Zdenek Svestka was born in Prague in 1925. When Czech universities reopened after the end of the Second World War, he enrolled to study mathematics and physics at the University of Natural Sciences in Prague. Still as a student Zdenek Svestka was employed at the Ondrejov observatory as an assistant gardener. The young and enthusiastic astronomer quickly gathered a number of academic degrees and continued to promote the development of solar physics at Ondrejov. In 1956 he became the head of the Solar Department of the Astronomical Institute of the Czechoslovak Academy of Sciences. The department soon became one of Europe's leading establishments studying solar eruptions and the Earth-Sun relations. From 1964 until 1970 Zdenek Svestka was the President of the International Astronomical Union.
In 1970 Zdenek Svestka was invited to spend two years working in the Netherlands but the Czechoslovak Academy of Sciences attempted to cut his stay by half. Zdenek Svestka and his wife Lida Fritzova chose to stay in the Netherlands. In later years, his career brought Zdenek Svestka to West Germany, the United States and back to the city of Utrecht in the Netherlands where he finally settled at the Centre for Astrophysics and Space Sciences. Although he is permanently based in Utrecht, Zdenek Svestka never broke his contacts with home and he travels to the Czech Republic on a regular basis.

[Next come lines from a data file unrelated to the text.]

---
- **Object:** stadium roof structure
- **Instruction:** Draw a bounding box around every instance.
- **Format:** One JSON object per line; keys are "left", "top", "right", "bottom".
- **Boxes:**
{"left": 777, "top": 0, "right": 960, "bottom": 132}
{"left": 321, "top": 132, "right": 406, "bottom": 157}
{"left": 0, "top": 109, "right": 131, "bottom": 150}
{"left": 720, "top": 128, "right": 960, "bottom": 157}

"Well, I am not back to the Czech Republic actually, I only visit here. I couldn't come here for 21 years, after I left until 1989. I came here first in 1989 and since that time I have come here every year for visits. I was sitting on some committees of the academy, for example. I had some contracts with the academy for some scientific work. I do it at the Ondrejov Observatory and partly at home in Holland."
Zdenek Svestka has received a number of awards and honours: for example the Guggenheim Award in Astronautics in New York in 1968. In 1986 he became a full member of the International Academy of Astronautics in Paris and an honorary member of the Scientific Committee on Solar-Terrestrial Physics in Vienna in 1991. In 1995 Zdenek Svestka became an honorary member of the Czech Learned Society and received a Gold Medal of the Academy of Sciences of the Czech Republic. He is the author of over 200 scientific works, textbooks and monographs.
Zdenek Svestka never lost touch with Czech astronomy and he is glad that unlike some other areas of research - it did not deteriorate during the grim years of the so-called normalisation in the 1970s and 1980s.
"Well, I was very very surprised when I came here in 1989 that there were so many excellent new people, young people. Well, actually the best people disappeared abroad and there was suddenly a gap in generation but still completely new, very talented new guys appeared and they worked here. There is one difference now: 30 or 40 years ago we always published our papers. I don't know any single paper which anybody here at Ondrejov publishes alone. Everybody publishes in cooperation with co-authors from France, the United States, from other countries. They participate in that case on very valuable research."
When astronomers Milos Tichy and Zdenek Moravec discovered an asteroid later numbered 17805 - in March 1998 at the Klet observatory in South Bohemia, they decided to give it the name of Svestka in a tribute to Zdenek Svestka, a Czech-born solar physicist awarded the Nusl Prize for outstanding contribution to Czech astronomy.